When I originally pitched this article, I had anticipated that COVID-19 would present new challenges that called for entirely new approaches to organising workplaces. For instance, organising a workplace is usually more productive when you can have political conversations in person in order to create collective demands to level against your employer. Living in a time of self-isolation has meant that the use of online avenues to organise have been necessary in the face of the current issues posed by the pandemic, which workers have bore the brunt of. What I did not anticipate was the more critical engagements with unionism that would arise and the surge in rank and file organising that has ensued. COVID-19 is not the specific reason we need a Young Workers Centre in New South Wales – it has merely rendered existing unfair structures such as the casualisation of the workforce that affects young workers more visible. The importance of young workers being able to access resources that truly engage them in the union movement is now more fully realised.
The goal of a Young Workers Centre, at its core, is to recognise the necessity of providing specific resources on organising the workplace, legal advice and tailored education to young workers. On top of this, a Young Workers Centre can reach out to the next generation of workers through visiting schools in order to empower them against exploitation. Currently in Australia, Young Workers Centres have been established in Victoria, South Australia and most recently in the Australian Capital Territory. With the 2016 launch of the Victorian Young Workers Centre, then coordinator, Keelia Fitzpatrick stated that the centre would address a gap in support available for young workers, citing an analysis undertaken, which indicated that more than half of young people seeking legal assistance about their workplace were being turned away due to lack of dedicated services.
In NSW, just as any other state in Australia, young workers make up a large percentage of the hospitality and retail industries. Just this year, it was reported that hospitality giant, Merivale, had underpaid a largely young workforce to the tune of $126 million. Merivale’s exploitation of workers does not exhaust the problems that young workers face. Indeed, many hospitality and retail groups have been embroiled in similar court claims and there are also those smaller groups who slip under the radar. The young people who work in these industries in NSW have not been provided adequate and dedicated resources or platforms to organise their workplace. Court claims against businesses who underpay or mistreat their staff are effective to a point but there must be particular avenues in place in order to affect meaningful change for young workers. There is also the issue of the disproportionate exploitation that young apprentices in all industries face which has not received proper, tailored attention thus far.
This is not to say that the current model of existing Young Workers Centres around Australia do not need improving themselves. As NSW does not have one yet, we are in a unique position to demand an effective model, reshaping them to better support young workers. There is a tendency for these centres to follow a model that focuses on recruitment and individual servicing. While it is important that young people join their union, the focus on recruitment and individual servicing ignores the question of why young people should join their union. We want young people to be critically and ideologically engaged in the union movement, so we should be emphasising the importance of rank and file activity in unions over the union’s own activity. Ultimately, the main goal of a union is not what it can do for its members individually but rather what it can allow its members to do through collective organising. A Young Workers Centre in NSW has the opportunity to provide a very unique and crucial engagement with young workers that could really change the way unions operate in NSW.

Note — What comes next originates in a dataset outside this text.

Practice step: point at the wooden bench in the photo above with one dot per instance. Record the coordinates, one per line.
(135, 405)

So this leaves a very important question: what should a Young Workers Centre in NSW look like? The Young Workers Centre in the ACT, which first launched in 2019, provides an excellent case study for a centre that NSW should be striving for. Crucially, they are largely campaign based. In one of their first campaigns, they discovered that 77% of students who worked on campus were not getting paid the correct wage. It was through having conversations with students about the importance of organising and giving them the tools to do so that allowed these young workers to level demands against their employers.
Just last week, they set up Young Workers COVID-19 Response, a weekly online discussion group aimed at developing strategies to call for an evictions ban at the Australian National University and the University of Canberra for students living in residential halls. It is this deep connection with what union organising is all about that I want for NSW. It is this emphasis on connecting young workers that I imagine a Young Workers Centre in NSW would have to centre in its work for it to be a meaningful contribution to the union movement. What a Young Workers Centre in NSW should centre in its mission is facilitating the empowerment of rank and file organisers in the struggle against exploitation and engaging young workers with specific resources that are tailored for them. However, it must also realise the importance of a generation of union minded young workers to the entirety of the union movement.

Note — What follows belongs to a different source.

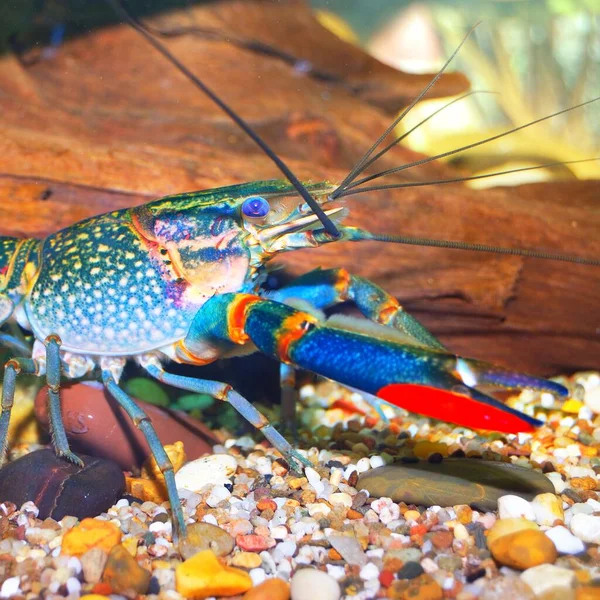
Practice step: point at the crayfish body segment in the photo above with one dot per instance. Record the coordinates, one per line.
(181, 279)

Most importantly, a Young Workers Centre in NSW should be focused on the way young workers can contribute to the strategic direction of unions. An ideal Young Workers Centre should be training and educating young people, but ultimately following their lead. A new Young Workers Centre in a time where people are becoming more critical of the way unions currently operate has the possibility to create a new generation of unionists who are not just simply members of their unions but are more actively involved in organising workplaces.